Is the Dirac Lagrangian Hermitian?
$$(\psi^\dagger \gamma^0 \psi)^* = \psi^\dagger \gamma^0 \psi$$ because $\gamma^0$ is hermitian. Also,
$$ \begin{align} (\psi^\dagger i \gamma^0 \gamma^\mu \partial_\mu \psi)^* &= -i \partial_\mu\psi^\dagger \gamma^{\mu\dagger} \gamma^0 \psi\\ &= -i \partial_\mu\psi^\dagger (\gamma^0 \gamma^\mu \gamma^0)\gamma^0 \psi\\ &= -i \partial_\mu\psi^\dagger \gamma^0 \gamma^\mu \psi\\ &= i \psi^\dagger \gamma^0 \gamma^\mu \partial_\mu\psi + \mathrm{surface\,\,term}\\ \end{align} $$ For the second line I used $\gamma^{\mu\dagger} = \gamma^0 \gamma^\mu \gamma^0$ and for the last line I integrated by parts. I think your question hinges on this part, because the last "index" we sum over is the spacetime index $x^\mu$, i.e., integration. It is the same reason why the quantum mechanical momentum operator $p = i \tfrac{\partial}{\partial x}$ is hermitian.
Edit: Something I glossed over is that the spinors are also Grassmann numbers, so care has to be taken. In particular, this means that the components of the spinors satisfy
$$(\psi_i \phi_j)^* = \phi_j^* \psi_i^*$$
(more about that here). One already interchanges the objects when taking the Hermitian conjugate by the rules of matrix algebra, and there is a temptation to want to introduce a minus sign because they are Grassmann numbers, but this would be redundant.
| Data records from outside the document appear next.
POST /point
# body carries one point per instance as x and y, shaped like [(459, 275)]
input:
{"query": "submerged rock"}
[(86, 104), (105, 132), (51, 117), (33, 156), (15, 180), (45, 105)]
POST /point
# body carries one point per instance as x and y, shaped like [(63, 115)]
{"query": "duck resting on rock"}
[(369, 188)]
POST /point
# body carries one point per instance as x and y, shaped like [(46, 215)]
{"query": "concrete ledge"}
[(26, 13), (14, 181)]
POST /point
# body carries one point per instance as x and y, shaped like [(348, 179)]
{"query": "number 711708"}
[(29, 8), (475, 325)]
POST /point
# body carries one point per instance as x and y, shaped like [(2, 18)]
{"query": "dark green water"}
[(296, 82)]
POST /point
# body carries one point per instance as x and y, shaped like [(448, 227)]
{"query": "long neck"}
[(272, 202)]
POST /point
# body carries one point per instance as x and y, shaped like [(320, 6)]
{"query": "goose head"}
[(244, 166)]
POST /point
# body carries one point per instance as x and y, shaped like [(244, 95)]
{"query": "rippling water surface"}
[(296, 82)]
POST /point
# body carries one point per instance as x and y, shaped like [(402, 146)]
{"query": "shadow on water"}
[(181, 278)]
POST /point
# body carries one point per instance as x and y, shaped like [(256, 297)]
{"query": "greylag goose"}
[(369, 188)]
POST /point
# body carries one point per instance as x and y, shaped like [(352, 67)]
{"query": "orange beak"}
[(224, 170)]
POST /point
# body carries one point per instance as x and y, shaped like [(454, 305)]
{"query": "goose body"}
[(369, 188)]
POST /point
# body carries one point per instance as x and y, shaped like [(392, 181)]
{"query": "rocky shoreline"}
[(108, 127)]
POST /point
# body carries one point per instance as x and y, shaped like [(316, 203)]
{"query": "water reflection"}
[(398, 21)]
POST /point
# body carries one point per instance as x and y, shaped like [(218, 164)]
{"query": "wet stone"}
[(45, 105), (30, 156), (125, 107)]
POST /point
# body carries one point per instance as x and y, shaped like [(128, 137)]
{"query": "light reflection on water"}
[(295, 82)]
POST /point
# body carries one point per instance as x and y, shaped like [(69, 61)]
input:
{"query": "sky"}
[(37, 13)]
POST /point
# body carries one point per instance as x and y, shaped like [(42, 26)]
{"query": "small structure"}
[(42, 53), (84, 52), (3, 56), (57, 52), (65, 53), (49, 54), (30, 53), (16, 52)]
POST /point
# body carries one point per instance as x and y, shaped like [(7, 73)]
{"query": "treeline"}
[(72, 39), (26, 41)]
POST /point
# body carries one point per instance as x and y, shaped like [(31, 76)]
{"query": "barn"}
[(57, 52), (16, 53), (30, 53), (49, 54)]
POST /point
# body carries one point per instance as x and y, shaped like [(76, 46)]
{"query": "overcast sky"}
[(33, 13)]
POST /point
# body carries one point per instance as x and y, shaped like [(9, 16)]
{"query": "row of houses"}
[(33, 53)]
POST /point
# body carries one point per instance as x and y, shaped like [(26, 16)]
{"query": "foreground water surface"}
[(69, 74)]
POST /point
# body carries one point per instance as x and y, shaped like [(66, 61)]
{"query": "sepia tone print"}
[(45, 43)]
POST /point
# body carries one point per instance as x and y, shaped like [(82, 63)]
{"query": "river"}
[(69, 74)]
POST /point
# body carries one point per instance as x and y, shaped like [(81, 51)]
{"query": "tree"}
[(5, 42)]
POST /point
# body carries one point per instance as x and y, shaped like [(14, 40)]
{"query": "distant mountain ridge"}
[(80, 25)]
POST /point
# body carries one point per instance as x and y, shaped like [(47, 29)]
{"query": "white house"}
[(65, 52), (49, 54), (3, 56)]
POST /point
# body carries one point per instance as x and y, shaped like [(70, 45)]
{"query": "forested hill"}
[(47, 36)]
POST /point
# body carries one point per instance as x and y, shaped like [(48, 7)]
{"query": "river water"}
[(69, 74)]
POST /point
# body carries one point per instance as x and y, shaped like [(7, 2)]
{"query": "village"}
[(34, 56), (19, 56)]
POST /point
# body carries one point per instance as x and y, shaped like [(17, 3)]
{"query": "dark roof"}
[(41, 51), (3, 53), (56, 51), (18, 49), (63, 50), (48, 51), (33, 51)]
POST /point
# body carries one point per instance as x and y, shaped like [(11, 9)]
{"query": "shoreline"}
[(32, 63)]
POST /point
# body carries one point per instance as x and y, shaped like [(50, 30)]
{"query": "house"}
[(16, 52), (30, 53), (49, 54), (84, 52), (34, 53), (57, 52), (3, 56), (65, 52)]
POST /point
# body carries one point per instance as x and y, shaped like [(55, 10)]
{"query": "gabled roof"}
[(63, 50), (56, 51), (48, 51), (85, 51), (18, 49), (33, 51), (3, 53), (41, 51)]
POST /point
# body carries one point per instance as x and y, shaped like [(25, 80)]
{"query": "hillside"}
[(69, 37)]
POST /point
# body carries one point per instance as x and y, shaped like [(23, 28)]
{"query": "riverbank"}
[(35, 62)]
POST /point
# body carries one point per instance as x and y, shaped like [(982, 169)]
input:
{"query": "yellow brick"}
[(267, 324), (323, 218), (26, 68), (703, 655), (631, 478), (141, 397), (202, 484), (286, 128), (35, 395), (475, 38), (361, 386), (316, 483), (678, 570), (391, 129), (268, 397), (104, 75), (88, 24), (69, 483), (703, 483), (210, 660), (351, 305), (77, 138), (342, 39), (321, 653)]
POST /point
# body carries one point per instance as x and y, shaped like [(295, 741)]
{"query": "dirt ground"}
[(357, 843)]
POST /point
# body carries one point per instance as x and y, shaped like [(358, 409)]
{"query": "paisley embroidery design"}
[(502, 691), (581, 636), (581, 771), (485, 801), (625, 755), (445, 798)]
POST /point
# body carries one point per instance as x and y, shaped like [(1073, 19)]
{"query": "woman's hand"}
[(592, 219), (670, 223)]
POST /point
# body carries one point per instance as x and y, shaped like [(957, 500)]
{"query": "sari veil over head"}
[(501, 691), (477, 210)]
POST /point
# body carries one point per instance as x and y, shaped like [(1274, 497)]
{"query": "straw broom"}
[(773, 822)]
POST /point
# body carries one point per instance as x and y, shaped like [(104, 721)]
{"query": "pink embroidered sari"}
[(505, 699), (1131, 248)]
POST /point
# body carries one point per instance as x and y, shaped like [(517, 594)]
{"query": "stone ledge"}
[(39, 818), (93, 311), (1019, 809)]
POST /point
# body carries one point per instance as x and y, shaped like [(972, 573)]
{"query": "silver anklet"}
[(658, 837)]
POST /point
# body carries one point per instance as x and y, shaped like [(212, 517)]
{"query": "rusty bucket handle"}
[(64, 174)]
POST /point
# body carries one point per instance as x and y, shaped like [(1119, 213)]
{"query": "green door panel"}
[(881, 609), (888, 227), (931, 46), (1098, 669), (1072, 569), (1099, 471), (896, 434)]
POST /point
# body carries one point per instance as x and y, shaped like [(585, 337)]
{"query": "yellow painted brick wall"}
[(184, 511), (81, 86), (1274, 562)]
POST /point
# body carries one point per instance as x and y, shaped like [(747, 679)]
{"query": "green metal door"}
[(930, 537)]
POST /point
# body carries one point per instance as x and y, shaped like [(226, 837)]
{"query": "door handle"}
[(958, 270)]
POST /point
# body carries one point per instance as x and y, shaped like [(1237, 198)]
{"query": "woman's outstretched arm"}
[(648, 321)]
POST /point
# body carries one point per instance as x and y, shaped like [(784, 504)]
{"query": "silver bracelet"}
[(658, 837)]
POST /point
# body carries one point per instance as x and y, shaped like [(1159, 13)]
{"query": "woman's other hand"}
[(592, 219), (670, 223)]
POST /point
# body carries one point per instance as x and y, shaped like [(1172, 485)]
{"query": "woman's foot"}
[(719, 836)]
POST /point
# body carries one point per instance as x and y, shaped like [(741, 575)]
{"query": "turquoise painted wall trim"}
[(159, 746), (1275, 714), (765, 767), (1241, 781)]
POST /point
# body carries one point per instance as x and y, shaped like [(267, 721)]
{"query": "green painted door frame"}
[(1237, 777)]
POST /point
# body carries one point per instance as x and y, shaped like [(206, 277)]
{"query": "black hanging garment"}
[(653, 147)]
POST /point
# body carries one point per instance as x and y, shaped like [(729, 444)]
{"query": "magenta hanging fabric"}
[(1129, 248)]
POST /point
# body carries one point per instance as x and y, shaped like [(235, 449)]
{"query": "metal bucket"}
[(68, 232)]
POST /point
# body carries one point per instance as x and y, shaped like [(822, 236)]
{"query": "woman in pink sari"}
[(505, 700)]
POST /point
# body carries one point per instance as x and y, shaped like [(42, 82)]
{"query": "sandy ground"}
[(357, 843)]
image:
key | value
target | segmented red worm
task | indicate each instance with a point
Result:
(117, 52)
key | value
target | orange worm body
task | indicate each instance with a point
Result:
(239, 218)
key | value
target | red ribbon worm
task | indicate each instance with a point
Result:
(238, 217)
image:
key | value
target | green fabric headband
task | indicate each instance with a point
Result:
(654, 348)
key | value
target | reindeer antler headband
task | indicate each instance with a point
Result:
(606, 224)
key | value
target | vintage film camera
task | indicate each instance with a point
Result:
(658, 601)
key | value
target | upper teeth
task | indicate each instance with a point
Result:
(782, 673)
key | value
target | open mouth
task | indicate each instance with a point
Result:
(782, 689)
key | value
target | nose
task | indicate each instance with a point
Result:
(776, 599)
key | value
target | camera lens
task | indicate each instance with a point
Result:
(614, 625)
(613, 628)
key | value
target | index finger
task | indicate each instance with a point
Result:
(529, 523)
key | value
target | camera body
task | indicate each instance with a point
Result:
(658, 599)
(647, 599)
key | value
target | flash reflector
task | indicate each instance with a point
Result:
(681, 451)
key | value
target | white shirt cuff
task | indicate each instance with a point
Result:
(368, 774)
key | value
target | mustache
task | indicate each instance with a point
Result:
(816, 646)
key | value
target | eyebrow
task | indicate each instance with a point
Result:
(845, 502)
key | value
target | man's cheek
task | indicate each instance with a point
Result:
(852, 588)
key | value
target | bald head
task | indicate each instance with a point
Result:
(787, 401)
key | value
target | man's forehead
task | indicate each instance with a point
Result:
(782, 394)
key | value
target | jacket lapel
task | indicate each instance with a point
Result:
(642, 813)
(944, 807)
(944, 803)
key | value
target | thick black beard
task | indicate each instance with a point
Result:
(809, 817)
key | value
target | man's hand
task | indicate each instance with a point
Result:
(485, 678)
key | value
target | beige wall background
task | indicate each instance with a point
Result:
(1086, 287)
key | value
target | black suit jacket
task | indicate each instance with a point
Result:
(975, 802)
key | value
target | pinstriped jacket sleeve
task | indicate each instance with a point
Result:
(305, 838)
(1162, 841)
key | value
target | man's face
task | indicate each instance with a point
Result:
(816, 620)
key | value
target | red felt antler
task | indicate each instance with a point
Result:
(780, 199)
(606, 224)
Borrowing from the linked math.se answer: $$ \begin{align} (\eta\xi)^*&=[(a+ib)(c+id)]^*\\ &=(ac-bd+ibc+iad)^*\\ &=ca-db-icb-ida\\ &=(c-id)(a-ib)=\xi^*\eta^* \end{align} $$
In principle what matters is the action and not the Lagrangian density that, strictly speaking must not be considered as an observable, since it is defined up to boundary terms. Concerning the free Lagrangian you are considering, it is real up to a boundary term. You can also re-define it just by adding the Hermitean conjugate Lagrangian you wrote to the original one and taking one half the result. This new Lagrangian density is real and equivalent to the initial one.